Not so long ago food, drink and restaurant trends took their sweet time to travel the globe, brought from country to country and continent to continent by intrepid culinary explorers and overfed journalists. While more affordable air travel has made the world smaller, its culinary cultures and restaurants easier to consume, it’s the impact of the internet and, in particular, social media that has sped up the dissemination of culinary fashion. Where once there was only a sporadic trickle, there’s now a steady flow of instantly accessible new ideas from around the world.
A new ingredient, kitchen technique, cooking gadget, way of plating, cocktail, beer or wine discovery can make its way from London, Paris, New York or Tokyo to the rest of the world in the time it takes to compose an Instagram post.
Yet the more profound changes currently taking place in the restaurant industry go beyond minor details to underlying principles. The impact on the environment of how and what we eat continues to inform the menus of the world’s most forward-thinking chefs. You don’t have to be Greta Thunberg or René Redzepi to understand this means the need to embrace sustainable seafood, responsible farming, a reduction in food miles, eating less meat and more vegetables.
While there will always be expensive restaurants, the concept of ‘fine dining’ continues to evolve with eco-conscious, fuss-free, sans tablecloth luxury that takes its lead from the Nordic region. Elsewhere, perhaps in reaction to this, a return to old fashioned luxury has seen the theatre of tableside service make a comeback.
See also the shunning of traditional high-end ingredients, particularly if its production is considered controversial – farewell foie gras, adios eel – and the embracing of sustainable delicacies previously considered by-products, such kid goat and retired dairy cow.
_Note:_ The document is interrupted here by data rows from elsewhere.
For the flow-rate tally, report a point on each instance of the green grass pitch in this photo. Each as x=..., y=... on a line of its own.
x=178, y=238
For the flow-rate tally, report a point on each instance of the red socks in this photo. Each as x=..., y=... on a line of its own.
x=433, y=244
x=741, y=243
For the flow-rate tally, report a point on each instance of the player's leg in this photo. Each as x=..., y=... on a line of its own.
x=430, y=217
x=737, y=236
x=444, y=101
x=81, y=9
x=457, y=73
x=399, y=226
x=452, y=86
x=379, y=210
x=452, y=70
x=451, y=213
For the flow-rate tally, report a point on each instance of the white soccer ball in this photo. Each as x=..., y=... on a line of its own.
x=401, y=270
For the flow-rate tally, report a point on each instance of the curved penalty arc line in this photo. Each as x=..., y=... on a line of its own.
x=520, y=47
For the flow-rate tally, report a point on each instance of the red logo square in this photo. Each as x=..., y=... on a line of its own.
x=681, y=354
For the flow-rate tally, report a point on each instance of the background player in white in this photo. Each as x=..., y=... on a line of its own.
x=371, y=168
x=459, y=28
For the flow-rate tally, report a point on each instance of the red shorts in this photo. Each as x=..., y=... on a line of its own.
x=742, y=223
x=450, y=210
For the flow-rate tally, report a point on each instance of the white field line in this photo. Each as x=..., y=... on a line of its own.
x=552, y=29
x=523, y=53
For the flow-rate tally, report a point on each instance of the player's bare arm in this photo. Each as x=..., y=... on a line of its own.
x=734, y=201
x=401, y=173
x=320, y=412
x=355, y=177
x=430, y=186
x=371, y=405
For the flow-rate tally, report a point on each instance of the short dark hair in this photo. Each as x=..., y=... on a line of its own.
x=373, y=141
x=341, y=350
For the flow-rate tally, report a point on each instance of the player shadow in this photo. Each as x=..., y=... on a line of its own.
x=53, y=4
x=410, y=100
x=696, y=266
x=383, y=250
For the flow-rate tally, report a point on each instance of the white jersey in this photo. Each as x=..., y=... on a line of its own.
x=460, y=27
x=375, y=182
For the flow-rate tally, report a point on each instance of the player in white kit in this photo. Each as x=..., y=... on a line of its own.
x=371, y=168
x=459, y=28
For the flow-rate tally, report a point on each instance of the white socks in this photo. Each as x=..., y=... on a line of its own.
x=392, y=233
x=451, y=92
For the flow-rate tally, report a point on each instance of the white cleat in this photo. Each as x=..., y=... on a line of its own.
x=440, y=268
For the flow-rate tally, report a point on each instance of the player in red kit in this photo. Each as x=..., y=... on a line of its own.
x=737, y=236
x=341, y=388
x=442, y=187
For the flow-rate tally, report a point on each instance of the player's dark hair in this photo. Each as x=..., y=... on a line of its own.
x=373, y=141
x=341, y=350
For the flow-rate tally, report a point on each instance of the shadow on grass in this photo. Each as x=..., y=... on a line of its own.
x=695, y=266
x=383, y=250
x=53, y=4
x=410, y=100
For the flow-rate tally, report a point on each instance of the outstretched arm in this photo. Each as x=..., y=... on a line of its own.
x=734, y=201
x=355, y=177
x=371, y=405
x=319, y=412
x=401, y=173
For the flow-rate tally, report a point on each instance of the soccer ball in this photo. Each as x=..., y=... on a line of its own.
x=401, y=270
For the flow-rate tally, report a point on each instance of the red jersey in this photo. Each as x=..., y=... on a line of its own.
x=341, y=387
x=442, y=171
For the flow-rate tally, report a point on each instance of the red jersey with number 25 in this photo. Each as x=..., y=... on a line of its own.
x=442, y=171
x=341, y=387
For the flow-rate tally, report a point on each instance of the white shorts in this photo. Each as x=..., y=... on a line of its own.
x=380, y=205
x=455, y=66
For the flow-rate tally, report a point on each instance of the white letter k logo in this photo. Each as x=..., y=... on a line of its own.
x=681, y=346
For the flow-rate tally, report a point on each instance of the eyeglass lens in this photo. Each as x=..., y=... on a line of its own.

When it comes to more casual, accessible dining, there’s a re-evaluation going on in terms of what makes a restaurant experience. That can mean the kind of specialisation that’s more common in Asia, elevating something simple – fresh pasta, pizza, burgers, hot pot, noodles – via a single dish menu and high quality service. Often this is informed by a thriving street food scene, supported by city venues with a rotating cast of operators that provide the infrastructure to allow young entrepreneurs to test out restaurant concepts with a comparatively small financial outlay before they commit to permanent premises.
Finally, in an industry that remains male dominated, particularly in the kitchen, there is now a clear movement to try and even the playing field by developing, supporting, promoting and recognising more women in restaurants. The future’s bright and increasingly female.